When peace came in 1945 he resigned his teaching post and founded Peter Muller-Munk Associates, whereupon his design career soared. The office’s extensive client list included Bell & Howell (home movie cameras and projectors), Bissell (carpet sweepers), Silex (steam irons and coffee makers), and Westinghouse (refrigerators and radios).
Just as Depression-era manufacturers used streamlining to imply that their goods were cutting-edge developments (when the inner workings were often no different from earlier models), postwar companies employed an ever-changing array of colors to set their new models apart from the metallic finishes typical of 1930s and 1940s appliances. Muller-Munk’s “frosty blue” gas range for Caloric (1955), jewel-tone Lady Schick electric shavers (1958), and Griswold turquoise or tangerine porcelain-enameled steel cookware (1962) all catered to the notion that household devices should be not merely functional but fashionable as well.

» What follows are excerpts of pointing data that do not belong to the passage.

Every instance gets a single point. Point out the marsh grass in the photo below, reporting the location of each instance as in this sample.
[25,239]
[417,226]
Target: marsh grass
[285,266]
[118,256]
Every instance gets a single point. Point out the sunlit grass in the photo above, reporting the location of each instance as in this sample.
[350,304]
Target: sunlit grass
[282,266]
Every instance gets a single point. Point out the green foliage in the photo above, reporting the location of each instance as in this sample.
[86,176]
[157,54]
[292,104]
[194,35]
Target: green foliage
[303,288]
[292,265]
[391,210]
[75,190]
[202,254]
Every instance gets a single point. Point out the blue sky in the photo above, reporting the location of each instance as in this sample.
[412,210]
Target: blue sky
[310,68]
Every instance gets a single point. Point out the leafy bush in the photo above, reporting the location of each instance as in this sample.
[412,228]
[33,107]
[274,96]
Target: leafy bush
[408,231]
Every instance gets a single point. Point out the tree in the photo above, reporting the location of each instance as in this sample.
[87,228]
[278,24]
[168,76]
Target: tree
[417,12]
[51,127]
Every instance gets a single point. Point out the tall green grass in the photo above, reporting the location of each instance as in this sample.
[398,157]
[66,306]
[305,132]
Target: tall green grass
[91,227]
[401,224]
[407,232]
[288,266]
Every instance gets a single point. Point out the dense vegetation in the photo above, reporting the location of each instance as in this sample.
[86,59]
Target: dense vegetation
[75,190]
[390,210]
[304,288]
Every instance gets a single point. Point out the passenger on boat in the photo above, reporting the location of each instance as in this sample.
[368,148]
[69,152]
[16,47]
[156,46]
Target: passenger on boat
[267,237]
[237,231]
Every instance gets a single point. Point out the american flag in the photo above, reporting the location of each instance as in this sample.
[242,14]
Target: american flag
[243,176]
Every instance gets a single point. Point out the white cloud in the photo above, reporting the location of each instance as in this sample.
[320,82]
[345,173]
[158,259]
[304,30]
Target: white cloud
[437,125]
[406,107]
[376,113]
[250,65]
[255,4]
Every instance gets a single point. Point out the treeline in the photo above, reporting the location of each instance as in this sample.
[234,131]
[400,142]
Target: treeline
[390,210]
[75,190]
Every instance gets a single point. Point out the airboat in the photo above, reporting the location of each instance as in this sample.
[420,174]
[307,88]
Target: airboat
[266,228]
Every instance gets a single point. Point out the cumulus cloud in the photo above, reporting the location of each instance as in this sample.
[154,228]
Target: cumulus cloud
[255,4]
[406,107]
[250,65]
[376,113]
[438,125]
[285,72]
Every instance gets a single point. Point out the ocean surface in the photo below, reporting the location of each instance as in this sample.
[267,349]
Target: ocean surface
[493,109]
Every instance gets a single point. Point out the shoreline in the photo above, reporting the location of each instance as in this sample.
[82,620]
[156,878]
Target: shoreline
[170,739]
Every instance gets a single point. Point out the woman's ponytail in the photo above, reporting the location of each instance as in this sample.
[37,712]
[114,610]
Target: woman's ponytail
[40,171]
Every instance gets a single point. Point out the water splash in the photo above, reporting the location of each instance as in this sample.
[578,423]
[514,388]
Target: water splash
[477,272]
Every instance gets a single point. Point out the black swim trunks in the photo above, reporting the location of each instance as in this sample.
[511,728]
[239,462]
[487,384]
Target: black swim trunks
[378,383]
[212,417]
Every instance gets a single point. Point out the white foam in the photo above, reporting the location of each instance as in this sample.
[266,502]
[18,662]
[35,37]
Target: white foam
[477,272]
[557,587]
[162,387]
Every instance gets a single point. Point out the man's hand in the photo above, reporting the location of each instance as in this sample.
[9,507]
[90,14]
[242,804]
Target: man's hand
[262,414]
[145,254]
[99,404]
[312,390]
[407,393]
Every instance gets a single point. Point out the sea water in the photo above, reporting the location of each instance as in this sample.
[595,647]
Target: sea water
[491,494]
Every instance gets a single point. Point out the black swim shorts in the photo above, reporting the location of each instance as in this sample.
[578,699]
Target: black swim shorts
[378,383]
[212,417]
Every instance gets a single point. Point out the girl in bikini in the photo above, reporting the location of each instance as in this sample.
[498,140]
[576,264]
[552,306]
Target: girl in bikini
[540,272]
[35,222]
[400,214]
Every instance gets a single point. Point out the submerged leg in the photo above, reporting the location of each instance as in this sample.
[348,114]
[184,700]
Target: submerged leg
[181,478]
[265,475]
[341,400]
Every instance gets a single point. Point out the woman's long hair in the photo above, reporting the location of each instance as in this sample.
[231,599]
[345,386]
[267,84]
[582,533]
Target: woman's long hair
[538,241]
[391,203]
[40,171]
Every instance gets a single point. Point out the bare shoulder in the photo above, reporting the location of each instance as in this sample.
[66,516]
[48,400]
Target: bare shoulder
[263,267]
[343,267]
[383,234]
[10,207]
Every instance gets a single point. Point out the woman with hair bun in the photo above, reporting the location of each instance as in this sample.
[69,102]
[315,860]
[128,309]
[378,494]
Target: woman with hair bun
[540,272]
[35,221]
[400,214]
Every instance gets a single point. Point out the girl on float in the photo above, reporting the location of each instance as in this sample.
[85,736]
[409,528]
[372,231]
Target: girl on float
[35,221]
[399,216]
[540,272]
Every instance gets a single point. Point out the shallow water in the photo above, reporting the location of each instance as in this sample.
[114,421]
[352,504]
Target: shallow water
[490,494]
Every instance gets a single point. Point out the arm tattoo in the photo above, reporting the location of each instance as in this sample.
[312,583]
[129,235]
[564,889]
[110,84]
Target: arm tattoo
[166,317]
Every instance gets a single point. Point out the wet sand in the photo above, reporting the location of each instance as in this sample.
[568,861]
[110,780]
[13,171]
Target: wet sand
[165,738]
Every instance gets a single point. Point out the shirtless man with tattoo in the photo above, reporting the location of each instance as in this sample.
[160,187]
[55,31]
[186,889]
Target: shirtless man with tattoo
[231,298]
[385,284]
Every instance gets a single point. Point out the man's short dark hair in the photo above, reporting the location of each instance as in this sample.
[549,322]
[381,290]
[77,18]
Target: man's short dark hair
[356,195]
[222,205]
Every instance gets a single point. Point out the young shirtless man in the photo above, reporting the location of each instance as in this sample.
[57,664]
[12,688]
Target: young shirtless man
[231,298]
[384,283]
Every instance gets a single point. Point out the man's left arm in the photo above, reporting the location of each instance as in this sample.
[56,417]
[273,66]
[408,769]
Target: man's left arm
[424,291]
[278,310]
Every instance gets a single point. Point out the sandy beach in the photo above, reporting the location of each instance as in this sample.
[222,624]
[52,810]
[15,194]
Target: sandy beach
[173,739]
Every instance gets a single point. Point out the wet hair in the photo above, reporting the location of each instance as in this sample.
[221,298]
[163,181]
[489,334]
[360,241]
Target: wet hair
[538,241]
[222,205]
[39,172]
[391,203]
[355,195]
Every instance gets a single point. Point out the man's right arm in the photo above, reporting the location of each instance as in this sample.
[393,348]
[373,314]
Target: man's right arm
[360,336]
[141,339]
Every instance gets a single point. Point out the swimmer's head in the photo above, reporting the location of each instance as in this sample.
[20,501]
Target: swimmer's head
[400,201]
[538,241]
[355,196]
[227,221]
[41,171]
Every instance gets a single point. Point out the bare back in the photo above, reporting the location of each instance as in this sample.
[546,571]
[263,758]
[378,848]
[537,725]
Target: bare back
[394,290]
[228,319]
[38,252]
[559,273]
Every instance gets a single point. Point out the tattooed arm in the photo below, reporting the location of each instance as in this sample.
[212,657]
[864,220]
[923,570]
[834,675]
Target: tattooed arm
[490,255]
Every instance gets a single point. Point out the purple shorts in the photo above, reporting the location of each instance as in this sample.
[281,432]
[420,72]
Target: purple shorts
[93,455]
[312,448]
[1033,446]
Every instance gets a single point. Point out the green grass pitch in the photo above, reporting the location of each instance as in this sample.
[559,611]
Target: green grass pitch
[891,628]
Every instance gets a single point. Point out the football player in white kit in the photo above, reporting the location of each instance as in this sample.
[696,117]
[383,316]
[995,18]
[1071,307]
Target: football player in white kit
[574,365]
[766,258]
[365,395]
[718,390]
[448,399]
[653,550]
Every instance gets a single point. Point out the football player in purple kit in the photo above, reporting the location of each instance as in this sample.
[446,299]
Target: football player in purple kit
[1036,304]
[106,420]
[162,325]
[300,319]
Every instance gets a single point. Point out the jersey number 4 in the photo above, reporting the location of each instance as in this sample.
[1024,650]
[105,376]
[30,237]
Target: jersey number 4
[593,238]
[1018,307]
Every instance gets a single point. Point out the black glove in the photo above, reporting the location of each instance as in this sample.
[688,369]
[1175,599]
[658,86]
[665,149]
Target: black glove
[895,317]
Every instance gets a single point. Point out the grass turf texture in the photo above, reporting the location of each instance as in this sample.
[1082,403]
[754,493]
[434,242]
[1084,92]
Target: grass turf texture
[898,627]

However, because Muller-Munk’s late-career efforts centered so strongly on appliances, his reputation fell victim to the same planned obsolescence that motivated his clients. The electrically operated machines he designed had limited lifespans, were superseded by newer models, and then discarded. The color wheel whirled around too, as the powder pink and mint green of the 1950s gave way to harvest gold and avocado at the end of the following decade.
In contrast, low-tech objects may go out of fashion, but they remain useful even if consigned to the attic. Thus, unlike Russel Wright’s ceramic dinnerware or Charles and Ray Eames’s molded plywood furniture, which survived changing tastes and are now avidly sought, there are comparatively few Muller-Munk objects available to collectors. (A rare postwar exception is his 1956 Tricorne line of angular-shaped crystal table accessories for the Belgian glassmaking concern Val Saint Lambert.)
Another factor in Muller-Munk’s posthumous eclipse was his early death at age sixty-two. His wife, who had long been in poor heath, committed suicide in 1967 and he, distraught, took his own life one month afterward. Stern’s touching account of this double tragedy—which displays the author’s human sympathies as much as her research skills—observes that friends of the couple “recalled the Muller-Munks saying that when one of them died the other would too.”
His last major commission was the symbolic centerpiece of the 1964-1965 New York World’s Fair—the Unisphere—a twelve-story-high, openwork stainless steel terrestrial globe that remains on its original site in Queens’s Flushing Meadows-Corona Park. It seems most ironic that the designer of such an enduring landmark of the New York cityscape, which is visible to millions of visitors to each year as they head into Manhattan from JFK airport, was forgotten for a half century after his death.
The Unisphere depicts the Earth’s continents in topographically layered high relief, with longitude and latitude lines that act as a peripheral armature, surrounded by three halo-like orbital satellite rings that acknowledge the then-recent advent of the Space Age. Despite its 700,000-pound weight, what might have been a gravity-bound behemoth conveys an unexpected buoyancy, even jauntiness, thanks to its apparently delicate perch atop an inverted tripod and accurate replication of the earth’s 23.45-degree tilt from a perpendicular axis. When the ninety-six-jet fountain encircling its base (happily restored in 2010) spritzes upward, the cumulative effect is one of alchemical lightness, the uplifting quality that Peter Muller-Munk brought to his malleable and memorable metalwork.
“Silver to Steel: The Modern Designs of Peter Muller-Munk” is on view at the Carnegie Museum of Art through April 11, 2016. The catalog, by Rachel Delphia, Jewel Stern and Catherine Walworth, is published by Prestel.